Menurut Vygotsky setiap kemampuan seseorang yang belajar  tumbuh dan berkembang melewati dua tataran.
     * Pertama tataran sosial. Pada tataran ini pengetahuan dibangun melalui interaksi sosial di antara  orang-orang yang membentuk lingkungan sosial pembelajar. Tumbuh kembangnya kemampuan siswa pada tataran ini disebut sebagai kategori interpsikologis atau intermental.
     * Kedua tataran psikologis di dalam diri siswa.  Pada tataran ini terjadi proses internalisasi, sehingga terbangun konsep baru. Tumbuh kembangnya kemampuan pembelajar pada tataran ini disebut sebagai kategori intrapsikologis atau intramental.
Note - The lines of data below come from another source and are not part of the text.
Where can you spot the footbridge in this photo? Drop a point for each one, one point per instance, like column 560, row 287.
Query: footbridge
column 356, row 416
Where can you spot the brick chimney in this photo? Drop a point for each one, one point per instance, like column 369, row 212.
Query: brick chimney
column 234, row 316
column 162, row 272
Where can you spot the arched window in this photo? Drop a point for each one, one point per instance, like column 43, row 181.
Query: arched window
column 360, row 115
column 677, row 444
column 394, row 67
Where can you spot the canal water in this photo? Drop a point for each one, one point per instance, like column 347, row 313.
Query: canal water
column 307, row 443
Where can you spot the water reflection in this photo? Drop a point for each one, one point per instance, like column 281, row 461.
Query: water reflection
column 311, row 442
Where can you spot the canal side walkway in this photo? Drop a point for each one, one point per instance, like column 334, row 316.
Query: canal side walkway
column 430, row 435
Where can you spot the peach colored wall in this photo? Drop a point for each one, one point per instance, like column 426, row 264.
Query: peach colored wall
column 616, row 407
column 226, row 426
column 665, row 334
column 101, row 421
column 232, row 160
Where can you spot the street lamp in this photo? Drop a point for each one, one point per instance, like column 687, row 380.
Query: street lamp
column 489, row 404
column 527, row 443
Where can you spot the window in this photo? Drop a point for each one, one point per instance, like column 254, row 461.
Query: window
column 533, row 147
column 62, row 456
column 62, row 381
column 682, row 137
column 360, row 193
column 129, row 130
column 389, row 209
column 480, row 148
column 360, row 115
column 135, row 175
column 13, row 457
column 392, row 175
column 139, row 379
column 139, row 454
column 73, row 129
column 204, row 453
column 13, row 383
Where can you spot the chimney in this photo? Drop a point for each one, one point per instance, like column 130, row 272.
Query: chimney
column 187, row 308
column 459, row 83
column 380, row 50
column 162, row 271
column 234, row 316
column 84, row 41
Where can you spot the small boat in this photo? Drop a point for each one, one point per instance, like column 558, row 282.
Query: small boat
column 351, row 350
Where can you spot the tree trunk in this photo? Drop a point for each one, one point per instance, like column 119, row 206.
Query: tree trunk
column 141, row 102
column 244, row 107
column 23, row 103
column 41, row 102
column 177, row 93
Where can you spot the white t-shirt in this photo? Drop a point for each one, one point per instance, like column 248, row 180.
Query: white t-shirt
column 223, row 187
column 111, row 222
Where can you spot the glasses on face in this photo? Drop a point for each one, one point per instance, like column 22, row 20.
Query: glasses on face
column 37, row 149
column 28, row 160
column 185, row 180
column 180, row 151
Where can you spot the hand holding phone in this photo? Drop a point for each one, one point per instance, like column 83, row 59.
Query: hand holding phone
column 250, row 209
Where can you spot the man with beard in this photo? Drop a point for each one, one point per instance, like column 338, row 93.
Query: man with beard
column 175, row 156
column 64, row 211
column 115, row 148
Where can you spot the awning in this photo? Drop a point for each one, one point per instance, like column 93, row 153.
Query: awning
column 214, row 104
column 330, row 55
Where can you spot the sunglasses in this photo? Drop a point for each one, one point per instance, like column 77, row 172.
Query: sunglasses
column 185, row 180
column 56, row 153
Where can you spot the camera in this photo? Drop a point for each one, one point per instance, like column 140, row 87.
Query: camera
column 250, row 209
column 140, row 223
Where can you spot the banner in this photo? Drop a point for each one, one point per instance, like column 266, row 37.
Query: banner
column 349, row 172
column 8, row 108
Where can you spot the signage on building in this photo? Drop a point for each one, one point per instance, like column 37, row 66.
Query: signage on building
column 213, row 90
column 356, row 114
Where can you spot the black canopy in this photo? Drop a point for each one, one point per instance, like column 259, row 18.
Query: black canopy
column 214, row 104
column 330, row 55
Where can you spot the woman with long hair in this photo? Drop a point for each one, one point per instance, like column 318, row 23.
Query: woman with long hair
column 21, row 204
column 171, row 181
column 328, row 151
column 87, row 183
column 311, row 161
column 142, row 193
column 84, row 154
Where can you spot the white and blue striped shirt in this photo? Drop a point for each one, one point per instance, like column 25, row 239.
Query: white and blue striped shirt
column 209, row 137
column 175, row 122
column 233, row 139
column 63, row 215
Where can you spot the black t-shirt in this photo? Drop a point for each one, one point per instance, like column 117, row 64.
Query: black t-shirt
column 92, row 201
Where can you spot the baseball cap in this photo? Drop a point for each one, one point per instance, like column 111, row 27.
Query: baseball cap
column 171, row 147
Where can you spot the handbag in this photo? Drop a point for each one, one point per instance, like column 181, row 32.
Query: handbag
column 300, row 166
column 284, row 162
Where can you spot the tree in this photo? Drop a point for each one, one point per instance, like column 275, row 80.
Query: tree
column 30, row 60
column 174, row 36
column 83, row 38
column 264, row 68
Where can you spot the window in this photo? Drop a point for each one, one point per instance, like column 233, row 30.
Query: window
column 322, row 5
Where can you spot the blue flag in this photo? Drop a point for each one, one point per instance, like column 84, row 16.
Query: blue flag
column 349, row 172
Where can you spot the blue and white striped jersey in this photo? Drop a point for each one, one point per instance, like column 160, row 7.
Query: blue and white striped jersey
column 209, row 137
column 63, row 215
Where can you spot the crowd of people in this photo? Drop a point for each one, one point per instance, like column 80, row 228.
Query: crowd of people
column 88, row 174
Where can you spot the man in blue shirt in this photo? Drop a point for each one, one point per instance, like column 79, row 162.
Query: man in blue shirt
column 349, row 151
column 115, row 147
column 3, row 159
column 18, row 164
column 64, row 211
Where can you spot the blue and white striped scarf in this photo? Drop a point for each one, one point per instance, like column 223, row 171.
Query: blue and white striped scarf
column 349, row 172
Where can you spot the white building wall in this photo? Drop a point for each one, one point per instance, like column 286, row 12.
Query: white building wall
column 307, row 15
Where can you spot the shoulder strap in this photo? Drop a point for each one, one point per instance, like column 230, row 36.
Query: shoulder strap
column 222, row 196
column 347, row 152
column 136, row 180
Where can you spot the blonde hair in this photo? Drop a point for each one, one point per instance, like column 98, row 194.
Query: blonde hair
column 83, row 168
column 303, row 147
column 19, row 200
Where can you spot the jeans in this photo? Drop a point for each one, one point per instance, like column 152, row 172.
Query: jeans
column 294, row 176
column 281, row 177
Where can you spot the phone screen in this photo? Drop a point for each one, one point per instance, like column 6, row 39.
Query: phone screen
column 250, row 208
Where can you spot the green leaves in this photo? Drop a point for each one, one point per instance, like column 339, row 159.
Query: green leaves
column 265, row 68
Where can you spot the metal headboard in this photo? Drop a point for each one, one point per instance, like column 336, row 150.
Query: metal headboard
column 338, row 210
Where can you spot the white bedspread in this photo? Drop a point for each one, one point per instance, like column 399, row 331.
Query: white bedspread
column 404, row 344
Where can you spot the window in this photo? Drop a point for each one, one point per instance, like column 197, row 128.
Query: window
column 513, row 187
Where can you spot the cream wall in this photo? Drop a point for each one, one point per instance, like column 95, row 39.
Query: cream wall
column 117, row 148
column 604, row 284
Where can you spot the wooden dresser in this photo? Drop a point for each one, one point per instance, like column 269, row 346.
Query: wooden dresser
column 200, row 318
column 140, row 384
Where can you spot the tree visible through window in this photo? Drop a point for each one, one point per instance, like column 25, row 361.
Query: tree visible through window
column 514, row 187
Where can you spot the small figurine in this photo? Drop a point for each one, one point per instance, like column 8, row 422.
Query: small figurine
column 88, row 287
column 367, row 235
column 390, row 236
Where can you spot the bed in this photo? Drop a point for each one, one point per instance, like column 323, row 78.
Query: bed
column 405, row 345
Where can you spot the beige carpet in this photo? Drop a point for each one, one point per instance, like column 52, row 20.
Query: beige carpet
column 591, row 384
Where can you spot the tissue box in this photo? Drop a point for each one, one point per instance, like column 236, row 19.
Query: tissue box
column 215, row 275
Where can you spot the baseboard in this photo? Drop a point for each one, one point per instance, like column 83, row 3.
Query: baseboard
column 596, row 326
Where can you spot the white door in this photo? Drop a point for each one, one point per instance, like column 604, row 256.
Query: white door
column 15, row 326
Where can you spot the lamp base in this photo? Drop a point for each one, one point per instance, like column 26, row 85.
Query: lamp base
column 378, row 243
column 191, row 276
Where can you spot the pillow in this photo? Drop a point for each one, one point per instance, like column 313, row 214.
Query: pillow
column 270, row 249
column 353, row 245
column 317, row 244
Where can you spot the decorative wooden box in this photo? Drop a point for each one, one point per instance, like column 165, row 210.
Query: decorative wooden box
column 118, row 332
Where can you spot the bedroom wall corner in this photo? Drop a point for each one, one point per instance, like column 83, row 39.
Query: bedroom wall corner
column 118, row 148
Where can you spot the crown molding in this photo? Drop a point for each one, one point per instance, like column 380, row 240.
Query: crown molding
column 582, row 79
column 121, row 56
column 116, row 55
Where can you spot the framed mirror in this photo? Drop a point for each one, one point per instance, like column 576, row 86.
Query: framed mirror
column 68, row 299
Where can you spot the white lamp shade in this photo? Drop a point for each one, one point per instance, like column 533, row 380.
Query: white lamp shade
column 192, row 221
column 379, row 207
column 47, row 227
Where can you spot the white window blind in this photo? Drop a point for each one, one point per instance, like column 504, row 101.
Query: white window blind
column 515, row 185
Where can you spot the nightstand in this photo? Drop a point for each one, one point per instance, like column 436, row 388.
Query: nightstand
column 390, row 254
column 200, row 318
4. Zone of Proximal Development (ZPD).
ZPD dapat dipandang sebagai sejenis wilayah penyangga di mana dalam wilayah ini siswa dapat mencapai taraf perkembangan yang lebih tinggi. Dalam wilayah ini, fungsi-fungsi atau kemampuan- kemampuan yang belum matang namun sedang dalam proses menjadi matang, akan menjadi matang lewat interaksi dan bimbingan orang dewasa atau berkolaborasi dengan teman sebaya yang lebih kompeten.
5. Scaffolding.
Pada ZPD seorang siswa membutuhkan bimbingan, bantuan dari orang dewasa atau teman sebaya yang lebih kompeten agar dapat mencapai taraf perkembangan yang lebih tinggi. Proses membimbing dan membantu ini disebut scaffolding atau topangan.
6. Mediasi.
Interaksi sosial dapat berlangsung jika dimediasikan dengan alat-alat psikologis (psychological tools) berupa bahasa, tanda dan lambang atau semiotika. Vygotsky sangat menekankan fungsi mediasi dari bahasa.
       
Kedua jenis teori baik yang dipaparkan oleh Piaget maupun Vygotsy mempunyai kesamaan yaitu keduanya mengakui adanya pengetahuan atau konsep awal. Piaget menyebutnya skema, Vygotsky menyebutnya konsep spontan. Selain itu keduanya sepakat bahwa pengetahuan itu dibangun oleh siswa, bukan proses transfer dari guru ke siswa. Dalam proses konstruksi pengetahuan, Piaget lebih menekankan peran personal, sedang Vygotsky lebih menekankan peran sosiokultural.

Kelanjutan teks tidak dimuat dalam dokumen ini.